Truman and MacArthur marched arm in arm off the runway and slid into the back of a rattletrap Chevrolet sedan that was said to be the best car on the island. A Secret Service agent rode in the front seat with the driver while Truman and MacArthur fell into spirited conversation. The president cut to the subject that was foremost on his mind: What were the chances the Chinese might intervene in Korea? “I have been worried about that,” Truman said. It was more a geopolitical, diplomatic, or even psychological question than a military one—who could say what Mao would do?—but the president wanted the general’s opinion on the matter.
MacArthur played down Truman’s concern. His own intelligence indicated that the Chinese wouldn’t dare enter the conflict—and if they did, he was sure his forces would destroy them. He did not think much of Mao’s troops. They were nothing more than a band of serfs—subsisting on rice balls and yams, relying on little burp guns and fizzly explosives that usually failed to detonate, an army held together with hemp string and bamboo.
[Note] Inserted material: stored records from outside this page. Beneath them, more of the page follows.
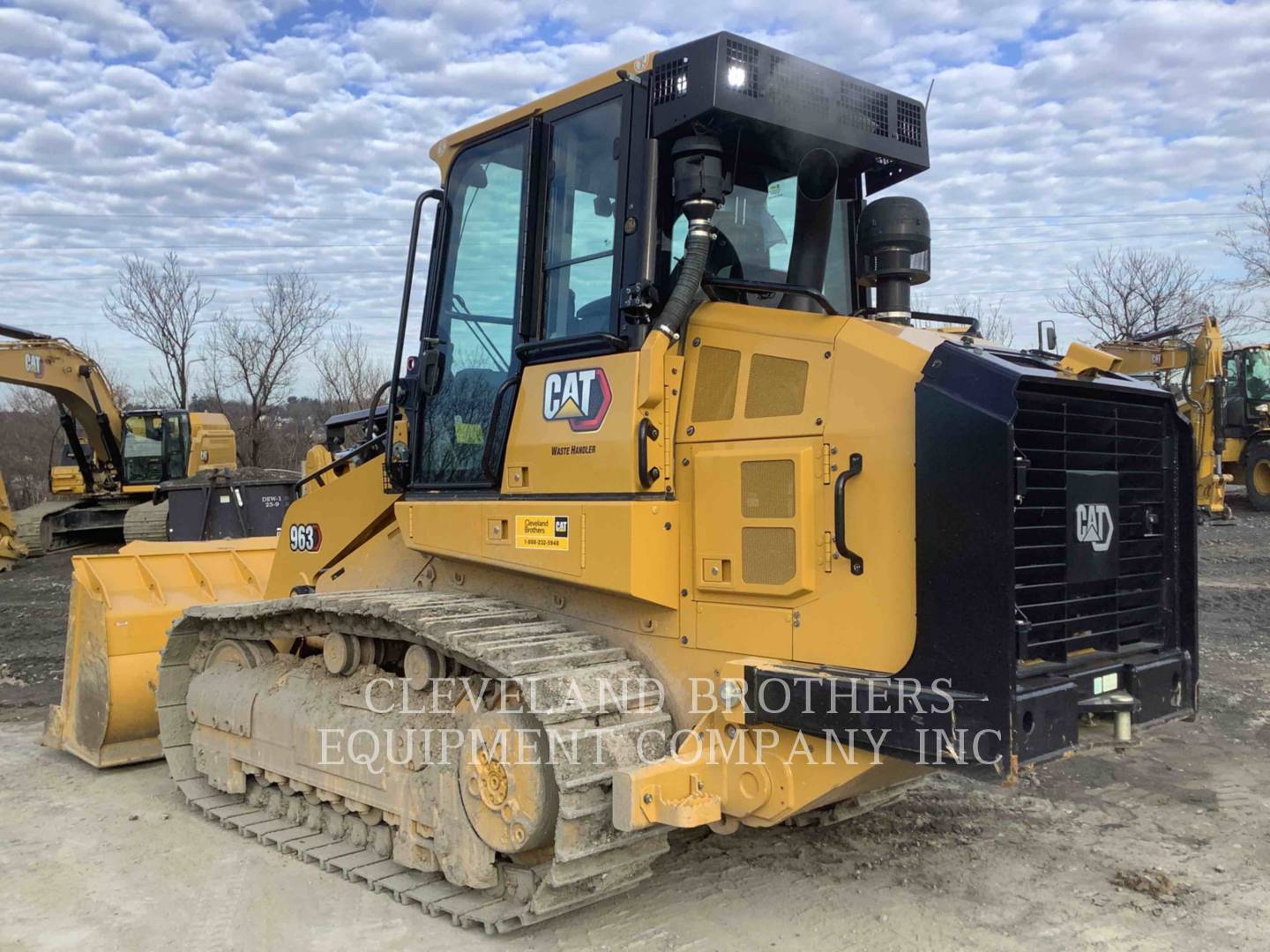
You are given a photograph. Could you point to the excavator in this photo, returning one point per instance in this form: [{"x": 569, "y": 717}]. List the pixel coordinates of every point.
[
  {"x": 681, "y": 522},
  {"x": 120, "y": 460},
  {"x": 1226, "y": 397},
  {"x": 11, "y": 547}
]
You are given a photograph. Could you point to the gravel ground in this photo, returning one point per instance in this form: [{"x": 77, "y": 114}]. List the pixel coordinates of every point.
[{"x": 1159, "y": 845}]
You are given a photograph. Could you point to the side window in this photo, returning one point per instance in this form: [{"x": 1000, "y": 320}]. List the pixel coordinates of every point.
[
  {"x": 478, "y": 305},
  {"x": 582, "y": 221},
  {"x": 1232, "y": 375}
]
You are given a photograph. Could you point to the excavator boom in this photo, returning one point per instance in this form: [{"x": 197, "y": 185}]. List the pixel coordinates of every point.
[{"x": 80, "y": 389}]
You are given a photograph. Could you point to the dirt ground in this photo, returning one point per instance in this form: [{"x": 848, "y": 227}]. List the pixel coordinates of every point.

The two men continued the conversation at a Quonset h
ut, where Truman took a seat in a wicker chair, and MacArthur on a rattan settee. What they talked about is not precisely known. But so far, the two men seemed to be getting along well. Truman found MacArthur “stimulating and interesting.” MacArthur thought the president “radiated nothing but courtesy…I liked him from the start.”
* * *
A little after seven thirty, they moved down the beach to a pink cinder-block shack run by the Civil Aeronautics Administration. Secret Service agents posted themselves at the corners. Marine MPs toted carbines. Truman and MacArthur were ushered inside, and the full conference got under way. Nearly two dozen aides and staff members gathered around a long pine table. Truman sat at one end, with MacArthur on his right and Harriman on his left. Fresh pineapple was served, and a light sea breeze soughed through louvered shutters. In an anteroom, an unseen stenographer scribbled shorthand notes.
Truman immediately set an informal tone. “This is no weather for coats,” he said. He removed his jacket, and others did the same.
MacArthur eased into the relaxed atmosphere. “Do you mind if I smoke?” he asked, removing a corncob pipe and a pouch of tobacco.
“No,” Truman quipped. “I suppose I’ve had more smoke blown in my face than any other man alive!”
After the laughter subsided, Truman turned to a list of questions he’d prepared in a notebook. First, he wanted to know MacArthur’s timetable for the rest of the war.